Real SFT/DPO evidence is not required for the v0.5.0 onboarding gate. See
docs/post_0_5_training_evidence.md for the post-0.5 scope.
Training remains experimental. In v0.5.0, the [train] extra and actual
SFT/DPO execution are Linux-only because the Torch/Triton/Unsloth dependency
stack is not portable across all supported core platforms. Preflight evidence
is still available without loading models:
signalforgeai-learn train --base-model dummy/base --sft --dpo \
--sft-data results/pilot_check/datasets/pilot.sft.jsonl \
--dpo-data results/pilot_check/datasets/pilot.dpo.jsonl \
--dry-run --quality-gate --logs-root results/pilot_check/logs \
--report-out results/pilot_check/training_preflight.json
Release environments with [train] dependencies installed can opt into a
bounded SFT smoke run and record training_run.v0 evidence:
signalforgeai-learn train --base-model hf/org/base --sft \
--sft-data results/pilot_check/datasets/pilot.sft.jsonl \
--sft-out results/training/sft_lora \
--quality-gate --logs-root results/pilot_check/logs \
--report-out results/pilot_check/training_preflight.json \
--run-report-out results/training/sft_training_run.json \
--smoke --max-steps 1
DPO evidence is opt-in and must point at successful parent SFT run evidence. When a DPO run is present, pass its run report to exchange packaging so the final adapter refs and checksums describe the preference-optimized artifact:
signalforgeai-learn train --base-model hf/org/base --dpo \
--dpo-data results/pilot_check/datasets/pilot.dpo.jsonl \
--sft-run results/training/sft_training_run.json \
--dpo-out results/training/dpo_lora \
--quality-gate --logs-root results/pilot_check/logs \
--report-out results/pilot_check/training_preflight.json \
--run-report-out results/training/dpo_training_run.json \
--smoke --max-steps 1
To have the pilot loop generate DPO-compatible preference data and attach the preflight summary to readiness output:
signalforgeai-pilot-check --mode dummy --training-preflight \
--work-dir results/pilot_check
Run the evidence-only distillation eval gate from the generated recipe:
signalforgeai-distill-check \
--recipe results/pilot_check/distillation_recipe.json \
--work-dir results/distillation_gate
This compares a candidate specialist model against a baseline/teacher model and
writes distillation_eval.v0 JSON and Markdown evidence without requiring real
training.
Generate benchmark frontier evidence across suites and model ids:
signalforgeai-benchmark-matrix \
--config docs/benchmark_matrix_sample.json \
--work-dir results/benchmark_matrix
This writes benchmark_matrix.v0 JSON and Markdown with task success, cost per
successful task, latency p50/p95, reliability fields, mean effective score, and
frontier picks. Dummy rows are deterministic and mandatory; hosted/local/HF rows
skip unless their provider is explicitly required.
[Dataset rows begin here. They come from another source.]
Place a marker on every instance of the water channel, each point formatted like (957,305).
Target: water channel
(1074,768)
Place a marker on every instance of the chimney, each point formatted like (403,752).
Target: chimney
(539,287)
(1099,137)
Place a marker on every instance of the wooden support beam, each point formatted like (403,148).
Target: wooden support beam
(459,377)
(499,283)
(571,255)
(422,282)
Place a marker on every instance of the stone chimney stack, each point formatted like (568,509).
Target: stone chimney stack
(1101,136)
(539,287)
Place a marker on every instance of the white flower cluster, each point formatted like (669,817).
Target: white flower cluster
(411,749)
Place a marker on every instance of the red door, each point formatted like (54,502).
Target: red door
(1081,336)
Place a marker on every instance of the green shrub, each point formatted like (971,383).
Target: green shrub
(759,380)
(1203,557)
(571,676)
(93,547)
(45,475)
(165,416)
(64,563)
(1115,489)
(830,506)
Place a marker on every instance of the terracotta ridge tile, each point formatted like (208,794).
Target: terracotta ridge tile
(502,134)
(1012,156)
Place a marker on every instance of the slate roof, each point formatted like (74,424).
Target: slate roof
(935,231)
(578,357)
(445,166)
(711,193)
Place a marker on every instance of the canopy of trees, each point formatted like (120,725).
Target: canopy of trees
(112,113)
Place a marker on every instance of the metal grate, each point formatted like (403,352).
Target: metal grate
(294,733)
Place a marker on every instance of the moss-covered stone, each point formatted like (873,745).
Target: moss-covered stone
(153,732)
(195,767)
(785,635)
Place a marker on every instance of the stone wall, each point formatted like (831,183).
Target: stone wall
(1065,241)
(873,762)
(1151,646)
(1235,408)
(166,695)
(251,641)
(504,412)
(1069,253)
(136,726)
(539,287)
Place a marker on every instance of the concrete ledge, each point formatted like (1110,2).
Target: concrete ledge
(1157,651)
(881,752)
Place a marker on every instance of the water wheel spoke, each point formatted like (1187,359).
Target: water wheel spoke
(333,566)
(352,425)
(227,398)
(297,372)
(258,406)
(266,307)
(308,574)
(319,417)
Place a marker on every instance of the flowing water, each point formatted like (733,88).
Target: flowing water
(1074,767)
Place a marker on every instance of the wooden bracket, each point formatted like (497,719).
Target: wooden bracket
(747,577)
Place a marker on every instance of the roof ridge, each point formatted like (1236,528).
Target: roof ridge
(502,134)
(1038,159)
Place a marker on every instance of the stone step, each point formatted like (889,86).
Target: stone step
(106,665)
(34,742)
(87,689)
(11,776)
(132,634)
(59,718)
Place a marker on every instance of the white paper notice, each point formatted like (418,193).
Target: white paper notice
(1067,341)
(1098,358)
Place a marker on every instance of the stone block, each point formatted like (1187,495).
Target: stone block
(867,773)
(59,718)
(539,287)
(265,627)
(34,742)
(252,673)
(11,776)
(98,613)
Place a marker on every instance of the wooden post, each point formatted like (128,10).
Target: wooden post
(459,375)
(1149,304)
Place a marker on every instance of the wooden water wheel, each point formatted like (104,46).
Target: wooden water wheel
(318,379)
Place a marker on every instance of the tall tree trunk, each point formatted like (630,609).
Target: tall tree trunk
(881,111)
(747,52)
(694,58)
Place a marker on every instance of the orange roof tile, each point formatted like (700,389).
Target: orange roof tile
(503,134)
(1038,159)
Build and index a local specialist exchange unit from the release evidence:
signalforgeai-exchange build-unit \
--training-preflight results/pilot_check/training_preflight.json \
--training-run results/training/dpo_training_run.json \
--distillation-eval results/distillation_gate/distillation_eval.json \
--benchmark-matrix results/benchmark_matrix/benchmark_matrix.json \
--out results/exchange/pilot-specialist.unit.json \
--id pilot-specialist --name "Pilot Specialist" --version 0.5.0 --domain pilot \
--model-family dummy --model-size 0B --model-format safetensors \
--model-license Apache-2.0 --dataset-license CC-BY-4.0 \
--usage-constraint "not for production decisions without review" \
--failure-mode dummy_only \
--failure-description "Dummy artifacts only prove exchange plumbing." \
--failure-mitigation "Replace dummy refs before release." \
--safetensors-ref hf://signalforgeai/pilot-specialist/model.safetensors \
--ollama-modelfile hf://signalforgeai/pilot-specialist/Modelfile \
--ollama-tag signalforgeai/pilot-specialist:0.5.0
signalforgeai-exchange package-check \
--manifest results/exchange/pilot-specialist.unit.json \
--out results/exchange/specialist_package.json \
--package-type auto --release-ready --update-manifest
signalforgeai-exchange smoke-run \
--manifest results/exchange/pilot-specialist.unit.json \
--work-dir results/exchange/smoke --update-manifest
signalforgeai-exchange validate \
--manifest results/exchange/pilot-specialist.unit.json --release-ready
signalforgeai-exchange index \
--registry-dir results/exchange --out results/exchange/index.json --release-ready
Repository layout
src/signalforgeai/
├── agents/ # Reference agents used by eval suites
├── orchestration/ # Multi-step execution patterns
├── logging/ # Trace schema, emitter, validation, inspection
├── evaluation/ # Suites, harness, scoring, reporting
├── export/ # Trace -> dataset transformations
├── learning/ # Routing and learning loop primitives
└── training/ # Experimental SFT/DPO components
Top-level runtime assets:
logs/-> execution traces and reward artifactsdatasets/-> generated learning datasetsresults/-> evaluation outputs and summaries
See manifesto.md for principles and roadmap.md for the focused build plan.
Branching & releases
prod-> protected, tagged releasesdev-> integration branch for ongoing workdocs/release_checklist.md-> release gate forv0.5.0
Project details
Release history Release notifications | RSS feed
Download files
Download the file for your platform. If you're not sure which to choose, learn more about installing packages.
Source Distribution
Built Distribution
Filter files by name, interpreter, ABI, and platform.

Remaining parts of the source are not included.